With advertising revenues dropping, publisher Jack Sweeney said the new strategy is to get readers to pay more:

“Revenue from circulation needs to carry a bigger portion of our business going forward, so prices continue to be increased,” Sweeney said. “Even with increases of over 30 percent across all delivery options, Chronicle daily delivery still is only 73 cents a day. With a stamp currently costing 44 cents to deliver a first class letter, a copy of the Chronicle at your door is quite a value.”

Well, yes, but….

Joe Leydon sent an interesting story quoting Times publisher Arthur Sulzberger, who compared print to the Titanic. Even if the Titanic had not hit the iceburg, it was going to go out of business because of the airplane, he said.

Newspapers face the challenge of how to master the digital technology, and here’s what I think the problem is. The core task of reporting and editing the news remains. But how to deliver it?

That’s the realm of digital technology and I’m wondering if newspapers have the world’s best computer engineers and other digital innovators working for them. I doubt it. They’re all over at Google and Microsoft and Apple making the big bucks. The Chronicle’s search engine is notoriously clunky. Sometimes you can’t find a story on the web the day it is printed because the webpage has crowded it off. And Internet readers don’t have much patience. Newspapers are not leading in digital technology, they are still using it as an afterthought.

Newspapers are going to have to invest heavily not just in technology but in the creative people who can do things with technology, just at the point they are losing money and firing editorial people. They probably need to spend a lot of money on digital innovation. That’s where the opportunity lies. 

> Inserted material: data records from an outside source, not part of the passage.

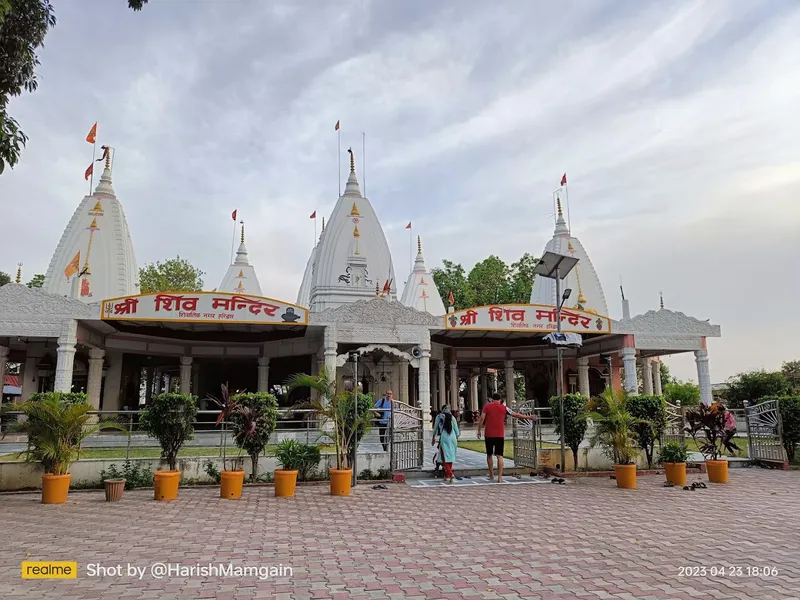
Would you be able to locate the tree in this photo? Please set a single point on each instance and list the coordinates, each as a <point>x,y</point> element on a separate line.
<point>753,385</point>
<point>23,27</point>
<point>682,394</point>
<point>791,370</point>
<point>173,275</point>
<point>36,281</point>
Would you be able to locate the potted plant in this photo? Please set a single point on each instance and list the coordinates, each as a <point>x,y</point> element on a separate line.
<point>56,425</point>
<point>614,431</point>
<point>673,456</point>
<point>710,421</point>
<point>337,410</point>
<point>252,422</point>
<point>296,459</point>
<point>231,479</point>
<point>170,419</point>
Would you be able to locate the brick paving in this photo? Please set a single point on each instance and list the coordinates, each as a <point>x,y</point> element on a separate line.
<point>584,540</point>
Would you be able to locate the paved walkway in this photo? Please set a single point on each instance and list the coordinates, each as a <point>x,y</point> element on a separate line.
<point>587,539</point>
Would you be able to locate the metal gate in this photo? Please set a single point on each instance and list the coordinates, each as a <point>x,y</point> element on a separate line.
<point>407,447</point>
<point>675,430</point>
<point>765,433</point>
<point>524,435</point>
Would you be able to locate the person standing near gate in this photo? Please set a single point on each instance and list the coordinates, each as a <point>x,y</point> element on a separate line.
<point>494,415</point>
<point>383,413</point>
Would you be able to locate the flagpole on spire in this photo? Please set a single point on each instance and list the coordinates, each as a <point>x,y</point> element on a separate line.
<point>338,130</point>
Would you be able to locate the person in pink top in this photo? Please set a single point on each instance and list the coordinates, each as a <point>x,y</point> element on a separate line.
<point>494,416</point>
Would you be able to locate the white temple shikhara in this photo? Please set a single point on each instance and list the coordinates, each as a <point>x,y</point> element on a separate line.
<point>90,329</point>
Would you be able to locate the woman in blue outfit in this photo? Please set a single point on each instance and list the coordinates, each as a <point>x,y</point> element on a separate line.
<point>446,428</point>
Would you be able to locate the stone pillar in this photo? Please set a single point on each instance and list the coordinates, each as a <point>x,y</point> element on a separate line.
<point>454,400</point>
<point>647,377</point>
<point>402,393</point>
<point>94,383</point>
<point>657,378</point>
<point>473,391</point>
<point>66,355</point>
<point>703,375</point>
<point>440,366</point>
<point>330,346</point>
<point>186,375</point>
<point>629,364</point>
<point>263,374</point>
<point>484,397</point>
<point>424,374</point>
<point>583,376</point>
<point>511,396</point>
<point>3,362</point>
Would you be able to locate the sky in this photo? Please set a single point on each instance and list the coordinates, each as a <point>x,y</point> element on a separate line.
<point>676,123</point>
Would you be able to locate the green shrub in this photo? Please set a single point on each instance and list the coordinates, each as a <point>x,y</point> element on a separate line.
<point>170,419</point>
<point>575,420</point>
<point>673,452</point>
<point>252,422</point>
<point>651,415</point>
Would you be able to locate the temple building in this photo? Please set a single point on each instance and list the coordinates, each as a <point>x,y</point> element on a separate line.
<point>90,329</point>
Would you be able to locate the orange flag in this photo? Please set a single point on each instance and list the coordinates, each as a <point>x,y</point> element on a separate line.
<point>73,266</point>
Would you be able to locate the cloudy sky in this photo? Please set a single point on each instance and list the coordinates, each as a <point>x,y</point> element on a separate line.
<point>677,124</point>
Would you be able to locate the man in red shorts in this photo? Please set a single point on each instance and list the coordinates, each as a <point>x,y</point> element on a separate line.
<point>494,415</point>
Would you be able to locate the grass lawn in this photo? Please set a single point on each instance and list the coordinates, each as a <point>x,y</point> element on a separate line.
<point>151,452</point>
<point>508,449</point>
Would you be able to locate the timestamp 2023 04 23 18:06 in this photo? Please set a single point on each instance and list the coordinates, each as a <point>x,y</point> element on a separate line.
<point>765,571</point>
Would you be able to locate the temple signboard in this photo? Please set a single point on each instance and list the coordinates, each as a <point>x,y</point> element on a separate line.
<point>204,307</point>
<point>526,317</point>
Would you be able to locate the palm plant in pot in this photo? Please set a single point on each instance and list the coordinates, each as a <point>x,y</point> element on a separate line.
<point>673,456</point>
<point>170,419</point>
<point>615,432</point>
<point>57,425</point>
<point>709,420</point>
<point>346,416</point>
<point>231,479</point>
<point>296,459</point>
<point>252,422</point>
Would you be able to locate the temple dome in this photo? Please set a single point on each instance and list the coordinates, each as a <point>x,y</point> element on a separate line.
<point>240,278</point>
<point>331,266</point>
<point>587,292</point>
<point>420,291</point>
<point>97,236</point>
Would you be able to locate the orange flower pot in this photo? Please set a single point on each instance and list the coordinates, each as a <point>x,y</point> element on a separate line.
<point>166,484</point>
<point>285,483</point>
<point>626,476</point>
<point>55,488</point>
<point>717,471</point>
<point>230,484</point>
<point>676,473</point>
<point>340,482</point>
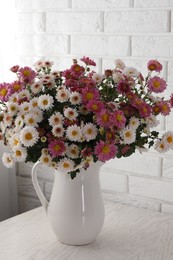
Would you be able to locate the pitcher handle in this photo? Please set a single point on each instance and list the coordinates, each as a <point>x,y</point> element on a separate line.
<point>37,188</point>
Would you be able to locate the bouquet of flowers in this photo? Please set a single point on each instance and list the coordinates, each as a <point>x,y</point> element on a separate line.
<point>69,119</point>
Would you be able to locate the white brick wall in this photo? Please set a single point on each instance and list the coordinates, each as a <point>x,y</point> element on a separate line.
<point>133,30</point>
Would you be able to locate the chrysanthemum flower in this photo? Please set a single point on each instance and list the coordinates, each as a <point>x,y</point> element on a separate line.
<point>66,165</point>
<point>128,135</point>
<point>36,87</point>
<point>5,92</point>
<point>27,75</point>
<point>19,154</point>
<point>56,148</point>
<point>134,122</point>
<point>119,64</point>
<point>154,65</point>
<point>157,85</point>
<point>56,119</point>
<point>58,131</point>
<point>8,160</point>
<point>90,131</point>
<point>75,98</point>
<point>73,151</point>
<point>74,133</point>
<point>168,138</point>
<point>70,113</point>
<point>45,101</point>
<point>29,136</point>
<point>105,151</point>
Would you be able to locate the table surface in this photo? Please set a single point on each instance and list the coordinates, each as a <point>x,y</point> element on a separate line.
<point>129,233</point>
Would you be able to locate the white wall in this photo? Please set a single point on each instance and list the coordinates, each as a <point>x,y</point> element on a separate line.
<point>133,30</point>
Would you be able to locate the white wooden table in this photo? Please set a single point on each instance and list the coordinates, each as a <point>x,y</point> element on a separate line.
<point>129,234</point>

About fifteen years ago when film cameras were still in action and the digital transition was not complete, most professionals used Nikons. Nikon built the most durable cameras with the best optics. But Canon  saw that the camera was no longer an optical device to print images on film. It was an optical device to convert light into pixels. The best camera was going to be the camera with the best computer inside. Canon surged ahead of Nikon and Nikon has been trying to catch up ever since.

Of course, it took about sixty years for airplanes to wipe out the passenger steamship business. The changes in newspapers are happening much faster.